The plan, approved by Labor’s political committee, foresees the creation of a Palestinian state and a return by Israel to its 1967 borders, with the exception of "rectifications" made for security reasons or to include Jewish settlements.

The outline of Labour's plan coincided with the release by right-wing Israeli settlers of another blueprint for the Middle East, which rules out the creation of a Palestinian state or the dismantling of any of their settlements.

Labor’s plan says Occupied Jerusalem would be the capital of both the Israeli and Palestinian states.

But it says Israel would keep sovereignty over eastern parts of the city occupied in 1967 and it rules out a right of return for Palestinian refugees and their descendants, who number some four million today.

It says if peace talks fail, there should be a "unilateral separation" from the Palestinians and Israel should continue building its highly controversial security barrier through the West Bank, albeit ensuring its route encroached less than it currently does on Palestinian land.

By contrast the plan by right-wing Jewish settlers seeks to expand the state of Israel to encompass the Palestinian territories occupied since 1967, Israeli public radio said.

The West Bank and Gaza Strip would be just two out of 10 "cantons", ensuring a Jewish majority in parliament, said officials at Yesha council, the settlers' representative body.
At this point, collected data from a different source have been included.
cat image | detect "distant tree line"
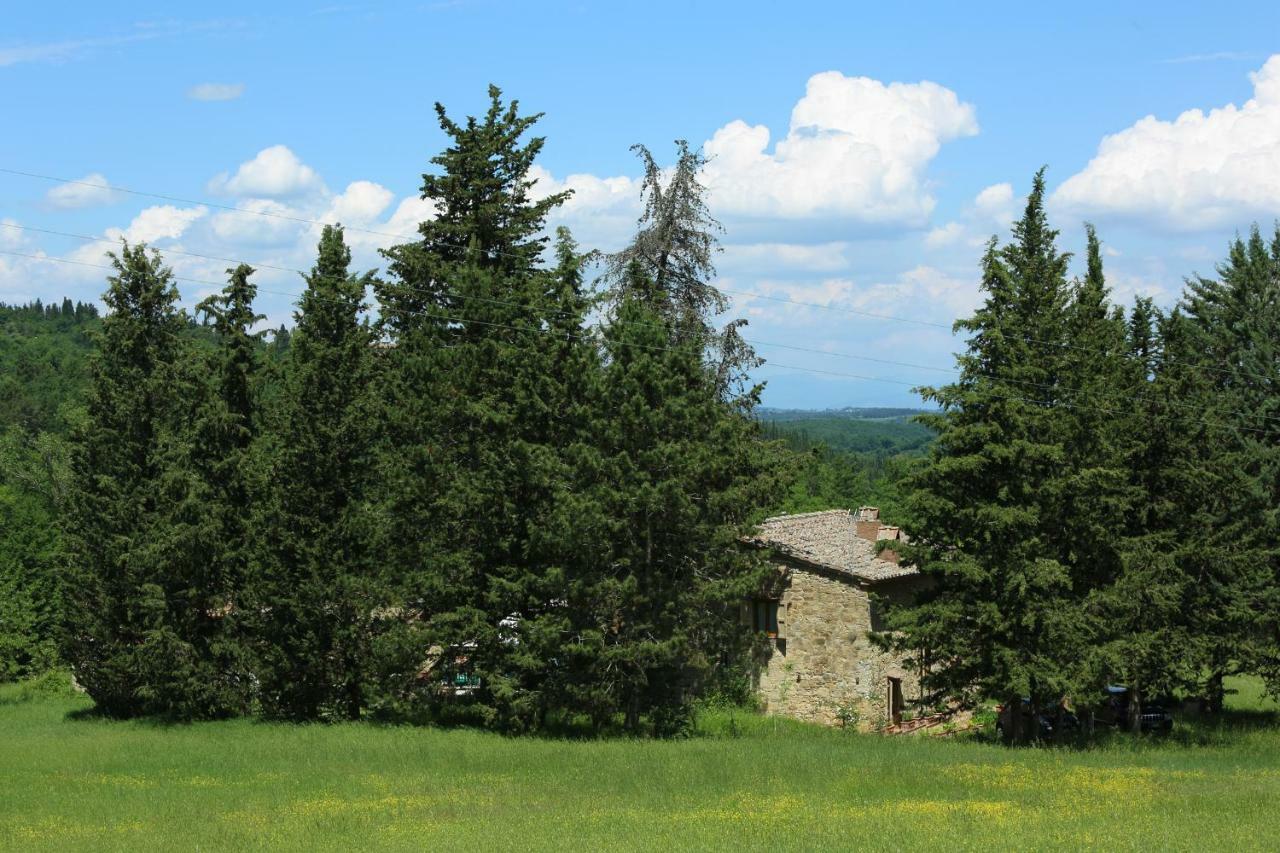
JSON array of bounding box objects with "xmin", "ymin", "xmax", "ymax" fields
[
  {"xmin": 879, "ymin": 171, "xmax": 1280, "ymax": 739},
  {"xmin": 29, "ymin": 87, "xmax": 782, "ymax": 732}
]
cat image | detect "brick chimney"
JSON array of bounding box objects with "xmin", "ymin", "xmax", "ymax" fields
[{"xmin": 854, "ymin": 506, "xmax": 881, "ymax": 542}]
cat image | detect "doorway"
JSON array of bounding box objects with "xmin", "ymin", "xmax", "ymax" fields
[{"xmin": 887, "ymin": 677, "xmax": 904, "ymax": 726}]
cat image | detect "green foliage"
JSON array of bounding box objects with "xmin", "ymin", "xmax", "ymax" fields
[
  {"xmin": 761, "ymin": 411, "xmax": 936, "ymax": 455},
  {"xmin": 60, "ymin": 244, "xmax": 236, "ymax": 719},
  {"xmin": 1180, "ymin": 225, "xmax": 1280, "ymax": 701},
  {"xmin": 0, "ymin": 300, "xmax": 99, "ymax": 437},
  {"xmin": 760, "ymin": 413, "xmax": 932, "ymax": 520},
  {"xmin": 0, "ymin": 485, "xmax": 61, "ymax": 680},
  {"xmin": 559, "ymin": 264, "xmax": 782, "ymax": 734},
  {"xmin": 252, "ymin": 227, "xmax": 380, "ymax": 721},
  {"xmin": 885, "ymin": 172, "xmax": 1109, "ymax": 733}
]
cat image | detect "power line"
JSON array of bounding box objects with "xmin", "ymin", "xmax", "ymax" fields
[
  {"xmin": 8, "ymin": 220, "xmax": 1275, "ymax": 428},
  {"xmin": 3, "ymin": 165, "xmax": 1257, "ymax": 387},
  {"xmin": 3, "ymin": 247, "xmax": 1273, "ymax": 437}
]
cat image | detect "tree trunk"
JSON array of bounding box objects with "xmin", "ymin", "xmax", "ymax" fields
[
  {"xmin": 625, "ymin": 693, "xmax": 640, "ymax": 734},
  {"xmin": 1007, "ymin": 694, "xmax": 1023, "ymax": 744},
  {"xmin": 1202, "ymin": 671, "xmax": 1225, "ymax": 715},
  {"xmin": 1128, "ymin": 684, "xmax": 1142, "ymax": 735}
]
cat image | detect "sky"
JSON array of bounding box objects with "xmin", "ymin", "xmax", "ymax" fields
[{"xmin": 2, "ymin": 1, "xmax": 1279, "ymax": 408}]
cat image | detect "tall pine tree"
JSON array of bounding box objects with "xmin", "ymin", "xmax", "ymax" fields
[
  {"xmin": 252, "ymin": 226, "xmax": 380, "ymax": 720},
  {"xmin": 62, "ymin": 244, "xmax": 210, "ymax": 717},
  {"xmin": 883, "ymin": 172, "xmax": 1090, "ymax": 740},
  {"xmin": 1181, "ymin": 226, "xmax": 1280, "ymax": 703}
]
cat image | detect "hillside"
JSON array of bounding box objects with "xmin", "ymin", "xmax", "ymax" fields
[
  {"xmin": 0, "ymin": 301, "xmax": 99, "ymax": 436},
  {"xmin": 760, "ymin": 407, "xmax": 937, "ymax": 456}
]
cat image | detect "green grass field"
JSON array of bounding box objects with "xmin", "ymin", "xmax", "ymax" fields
[{"xmin": 2, "ymin": 677, "xmax": 1278, "ymax": 851}]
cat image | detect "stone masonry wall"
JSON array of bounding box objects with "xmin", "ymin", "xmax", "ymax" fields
[{"xmin": 755, "ymin": 562, "xmax": 919, "ymax": 729}]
With figures indicating that the Palestinian population could outstrip the Jewish population in little more than a decade, the canton arrangement would guarantee a Jewish majority in parliament.

The plan -- drawn up by settlers' leaders and right-wing members of parliament, including some from Prime Minister Ariel Sharon's own Likud party -- is one of the most serious warnings from the right since Sharon established his government coalition in March 2001.

"The prime minister must understand in time that if he expels Jews from their houses, he will no longer have a majority in his government or in parliament," Ben Tzvi Lieberman, a senior member of Yesha, told Israeli radio.

Lieberman said the right-wingers' plan was needed because both the roadmap and the Geneva Initiative were "very bad solutions".

The roadmap envisages the creation of a Palestinian state by 2005. The Geneva Initiative, a project forged by left-wing Israeli politicians and leading Palestinians, also foresees the creation of a Palestinian state, with Israel handing over some of its own land in exchange for existing settlements being incorporated into Israeli borders.

But the settlers' plan advocates "the eradication of terrorism, the abandonment of the principle of peace in exchange for land, autonomous administration for the Arabs and a final regional accord which would exclude the creation of a Palestinian state or the dismantling of settlements," Lieberman said.

Sharon, who has said he is considering "unilateral" measures towards the Palestinians, was reported on Tuesday to have received a tough time at the hands of his own MPs when he tried to convince them that there was no alternative to the land for peace principle.

While Sharon has remained tight-lipped about what his "unilateral" measures would involve, there have been widespread reports that it would see the evacuation of settlements on the far side of Israel's West Bank separation barrier or which were deemed difficult to defend.

Sharon's policies in the occupied territories recently came under fire from US President George W. Bush and his own top brass.

Bush said in a speech last week that the "daily humiliations" of Palestinians in Gaza and the West Bank had to end and called for a halt to all settlement activity in line with the terms of the roadmap.